Gastrointestinal comorbidities	Possible mechanisms of the association
Helicobacter pylori infection	HP may induce inflammation and flushing possibly through the release of angiogenic and vasomotor agents. HP can increase nitrous oxide concentrations, which induces vasodilation, inflammation, and cytotoxic reaction. HP can also induce delivery of a highly immunogenic protein, cytotoxin-associated gene A, into cells and provoke proinflammatory cytokines such as TNF and IL-8, causing a series of inflammatory reactions. Also, gastric HP infection is largely related to hypergastrinemia, and gastrin is the endogenous trigger to evoke flushing
Small intestinal bacterial overgrowth (SIBO)	SIBO increases intestinal permeability, resulting in translocation of bacterial components and proinflammatory cytokines into systemic circulation and then triggers inflammation of skin. Also, gut bacteria mimic immunogens, so SIBO may trigger rosacea by increasing TNF or other cytokines, suppressing IL-17, and stimulating the T helper 1-mediated immune reaction
Inflammatory bowel disease	Both rosacea and IBD are associated with alterations in innate and adaptive immunity. Dysfunction of the innate immune system as activation of macrophages and Toll-like receptor 2, dysregulation of mast cells, fibroblasts, and production of reactive oxygen species, matrix metalloproteinases, TNF, and IL-1β contribute to the development of chronic inflammation and vascular abnormalities, causing inflammation of both diseases. For adaptive immunity, T helper type 1 and 17 cells as well as B cells are pathogenic in both rosacea and IBD through production of IFNγ, TNF, IL-17, and multiple immunoglobulins. The common predisposing genes were found, such as the significant polymorphisms of butyrophilin-like 2 and glutathione-S-transferases gene. SIBO is considered linked to both rosacea and IBD. Medication effluence, like ever use of tetracycline in rosacea was associated with an increased risk for CD and UC
Celiac disease	Rosacea shares genetic risk loci with CeD, such as HLA-DQB1*02:01 and HLA-DQA1*05:01. In CeD, the main immune actions were Th1 and B lymphocyte-related response releasing immunoglobulin E and other immunoglobulins and Th2-related releasing of pro-inflammatory cytokines, such as TNF and IFNγ. On the other hand, a high prevalence of SIBO seems noted in patients with rosacea and patients with CeD
Irritable bowel syndrome	Peripheral blood mononuclear cells of patients with IBS produce high levels of TNF, which plays a role in the pathogenesis of rosacea. SIBO was also reported associated with IBS and rosacea, and eradication of SIBO benefit in these two diseases in some evidence
Gastroesophageal reflux disease	Some common risk factors, such as smoking and alcohol use, are shared by rosacea and GERD

Rosacea has been reported to be associated with various gastrointestinal diseases including inflammatory bowel disease, celiac disease, irritable bowel syndrome, gastroesophageal reflux disease, Helicobacter pylori infection, and small intestine bacterial overgrowth.

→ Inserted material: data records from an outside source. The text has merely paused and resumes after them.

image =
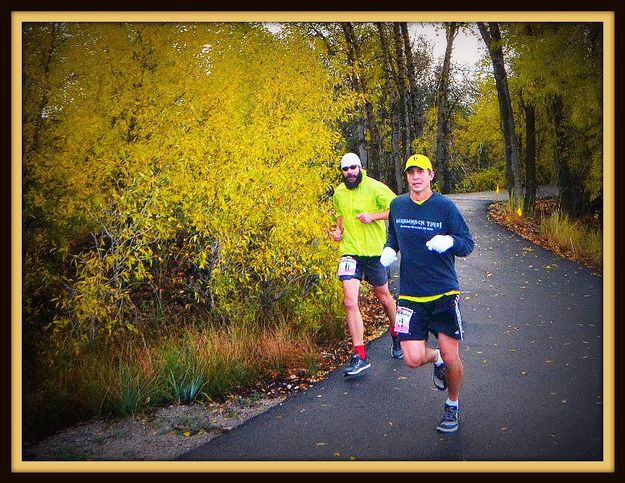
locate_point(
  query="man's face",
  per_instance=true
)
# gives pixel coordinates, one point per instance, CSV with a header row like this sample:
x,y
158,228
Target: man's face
x,y
419,179
351,175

Among rosacea-associated gastrointestinal diseases, the evidence for inflammatory bowel disease is the strongest.

The link between rosacea and gastrointestinal comorbidities may involve common predisposing genetic, microbiota, and immunological factors, comprising the theory of the gut–skin axis.

The associations of rosacea with gastrointestinal diseases remind us of these possible comorbidities and provide an innovate direction for treating rosacea, and conventional therapy for which is usually unsatisfactory because of frequent relapses.